Kaluli - Marriage and Family

Marriage. Kaluli marriages are arranged and usually set in motion by the elders of a prospective groom's longhouse, under the leadership of the groom's father. The young man and young woman to be wed are often quite unaware of Marriage plans until bride-wealth negotiations are well advanced. Bride-wealth is collected from most if not all members of the groom's longhouse, regardless of actual kin ties, and it is shared out in the same manner by the bride's longhouse Community. Sister exchange, or the provision of a groom's classificatory sister as marriage partner to a wife's classificatory brother, is the ideal, but it rarely occurs. Bride-wealth presentations are accompanied by great ceremonial, known as the "Gisaro," a ritual dance and song performance put on by the groom's kin and supporters. Upon payment of bride-wealth, the new wife is taken to the longhouse of her husband, but it may be weeks before conjugal relations begin. Marriage establishes a relationship of customary meat exchanges between the groom and his affines—particularly the father and brother(s) of the bride—which continue throughout the marriage. Polygyny is permissible, but it appears to be rare.

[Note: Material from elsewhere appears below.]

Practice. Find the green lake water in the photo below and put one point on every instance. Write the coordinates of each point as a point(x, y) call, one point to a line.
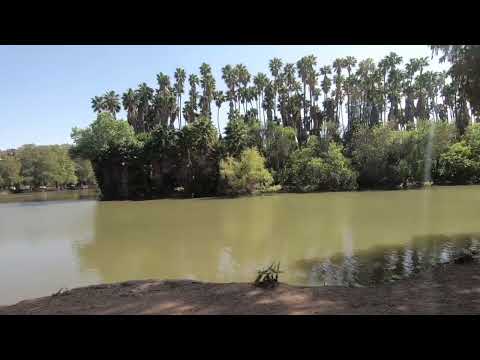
point(50, 241)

Domestic Unit. Within the longhouse, each nuclear Family functions as a semiautonomous unit in gardening and in making its own meals. However, since so much of social and economic life is based on the cooperative efforts of the wider range of longhouse members, and since food tends to be shared throughout the community, the entire residential community can be viewed as the unit of consumption.

Inheritance. Other than land and sago, which usually pass from father to son, personal possessions are few. Net bags, bows, tools, or items of dress or adornment are given to the surviving spouse, the children of the deceased, or close age mates.

Socialization. Young children are raised by their mothers, with the help of other women and older female children of the longhouse. A girl learns her future role early on by watching her mother and, as she grows older, by helping in the mother's tasks. Young boys soon find themselves free of responsibility, and they are encouraged to play at games or roam the territory with their age mates to hunt or fish. As a boy becomes independent of his mother's care, he moves from her sleeping platform to the unmarried men's communal hearth at the rear of the longhouse, and here he is exposed to the talk and tales of men. During a boy's teens he traditionally enters into a homosexual relationship with an older man, for it is thought that he needs semen to promote his development into full manhood. Prior to contact, the unmarried youths of several clans would go into seclusion in the bau a, or ceremonial hunting lodge, for periods of as much as a year. During this time of seclusion from women, the men and boys would go on day-long hunting trips throughout the forest, and thus each boy would have the opportunity to learn in detail the features of his territory, the behavior of the forest animals, and other elements of men's lore. This practice did not constitute an initiation per se, but it did provide a period of intense immersion in the world of men.